This made a well-coordinated graveyard spiral indistinguishable from straight-and-level flight until the pilot escaped the clouds, often too late to recover. Organizational pressure to fly in all weather without the equipment to make that feasible resulted in an extremely high accident rate.
And despite successive waves of technological advances, the risk of spatial disorientation remains with us.
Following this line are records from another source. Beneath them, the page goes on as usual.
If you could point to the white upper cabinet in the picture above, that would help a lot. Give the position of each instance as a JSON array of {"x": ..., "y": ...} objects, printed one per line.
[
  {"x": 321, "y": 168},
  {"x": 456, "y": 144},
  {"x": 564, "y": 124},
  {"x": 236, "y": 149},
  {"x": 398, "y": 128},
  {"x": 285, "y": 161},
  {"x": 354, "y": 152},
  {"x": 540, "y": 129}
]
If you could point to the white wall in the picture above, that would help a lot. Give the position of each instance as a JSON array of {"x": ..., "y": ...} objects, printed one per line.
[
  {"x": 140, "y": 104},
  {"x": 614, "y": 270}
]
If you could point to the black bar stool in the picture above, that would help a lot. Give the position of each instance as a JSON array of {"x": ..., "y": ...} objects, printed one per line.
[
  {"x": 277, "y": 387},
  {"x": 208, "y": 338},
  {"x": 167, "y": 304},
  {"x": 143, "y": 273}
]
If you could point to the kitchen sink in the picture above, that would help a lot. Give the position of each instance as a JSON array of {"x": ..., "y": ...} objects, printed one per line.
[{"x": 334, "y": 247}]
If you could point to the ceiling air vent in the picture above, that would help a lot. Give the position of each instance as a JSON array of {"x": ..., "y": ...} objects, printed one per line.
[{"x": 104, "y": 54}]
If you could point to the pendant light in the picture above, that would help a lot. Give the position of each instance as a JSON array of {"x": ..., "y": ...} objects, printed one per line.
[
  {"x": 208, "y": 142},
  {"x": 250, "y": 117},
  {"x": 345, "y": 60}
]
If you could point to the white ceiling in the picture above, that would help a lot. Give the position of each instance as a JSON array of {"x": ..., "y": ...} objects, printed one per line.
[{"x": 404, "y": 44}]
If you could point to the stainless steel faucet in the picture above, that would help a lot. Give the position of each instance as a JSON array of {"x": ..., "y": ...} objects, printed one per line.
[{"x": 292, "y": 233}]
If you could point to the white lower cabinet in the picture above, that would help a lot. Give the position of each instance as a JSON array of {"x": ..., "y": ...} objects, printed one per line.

Descendants of the experimental gyroscopic attitude instruments pioneered in the 1920s became standard in most light-airplane panels by the 1960s, then were eventually supplanted by solid-state air data sensors feeding electronic flight displays. Autopilots jumped from the airlines to civilian market during that same period. The initial ground build-out of nondirectional beacons and four-course ranges gave way to a nationwide VOR network and ILS capabilities at most towered fields. In the 25 years since the first aviation GPS was certified for use under instrument flight rules, augmentation systems such as WAAS have sharpened its resolution of location and altitude dramatically.
And yet, experienced pilots in well-equipped aircraft still lose their lives flying into clouds, fog, or over water at night.
A case in point
On September 23, 2017, a Mitsubishi MU–2B-40 was destroyed moments after taking off into a 500-foot overcast from the Ainsworth Regional Airport in Nebraska. The solo pilot was killed. The accident site was about three and a half miles northeast of the airport, to the right of his planned route to Bottineau, North Dakota. According to the NTSB’s final report, “The airplane was massively fragmented during the impact and debris was scattered for about 300 feet. The damage to the airplane and ground scars at the accident site were consistent with the airplane impacting in a left-wing-low, nose-low attitude with relatively high energy.” The report goes on to describe physical evidence “consistent with both engines producing power and both propellers developing thrust at the time of impact.”
Several aspects of the accident sequence seem odd. The pilot—described by his long-time airplane partner as “not a risk-taker”—filed an IFR flight plan while driving to the airport but declined a weather briefing. He subsequently took off without obtaining his IFR clearance. The NTSB report notes that the airport’s ground communications outlet (GCO) was out of service at the time. However, there’s no evidence the pilot attempted to contact clearance delivery with the mobile phone he had used to file.
In addition to the GCO, low-altitude radar coverage was also out of service the morning of the flight, so there is no record of the airplane’s actual flight path. Both a Center Weather Advisory for heavy rain and a convective sigmet for embedded thunderstorms were in effect, but National Weather Service radar showed the nearest cells 59 to 75 miles to the east-northeast, with “no significant echoes in the immediate vicinity.” IFR conditions were expected over “an extensive area” covering the route, but his flight plan didn’t specify an alternate airport.
Ample experience
The 69-year-old instrument-rated private pilot was co-owner of the MU–2B. He held privileges for single- and multiengine airplanes and multiengine seaplanes. His make-and-model experience went back to his initial MU–2B training at FlightSafety International in 1999. He had completed recurrent training at SimCom on June 3, just more than three months before the accident, including a full instrument proficiency check (IPC) with unusual attitude recoveries from both “descending VNE” and “ascending stall speed conditions.” His prerequisite form for that course listed 2,850 hours in type and the board estimated his total flight experience at 3,775 hours. (His logbooks haven’t been found.) The only limitation on his third class medical certificate was a requirement for corrective lenses.
His partnership with his co-owner spanned 17 years, during which they’d owned several MU–2s. They had bought the accident airplane in 2006. The partner estimated that they’d flown at least 500 hours together, including their recurrent training sessions, and described him as “always well prepared.” The pilot had “expressed no concerns” during a conversation that morning, and his partner knew of no personal or professional problems that might have pressured or distracted him.
‘Transient’ trouble?
In 2008, the co-owners had replaced the original analog instruments with a two-screen Chelton air data, attitude, and heading reference system display backed up by a stand-by attitude indicator and turn coordinator on the pilot’s side and second attitude indicator on the co-pilot’s side. During that same conversation, the pilot mentioned noticing a “transient” flag associated with the ADAHRS without detailing whether this happened in the air or on the ground. He also left a phone message at their avionics shop advising that he planned to bring the airplane in after the North Dakota flight. Apparently it didn’t worry him greatly; his partner “could not imagine” him taking off with any known anomaly in the aircraft.
Might that flag have been the first flicker of a failure that compromised the panel just after the airplane entered the clouds? The NTSB report notes that the Chelton system “could not be functionally tested.”
The NTSB attributed the accident to spatial disorientation, and it’s hard to construct a better explanation of why a healthy, experienced pilot lost control of a functional, highly capable airplane so quickly. His decision to launch into IMC without a clearance is hard to fathom. But with minimal backup instrumentation, losing the screens for even a few seconds at low altitude in IMC would test the limits of any instrument pilot.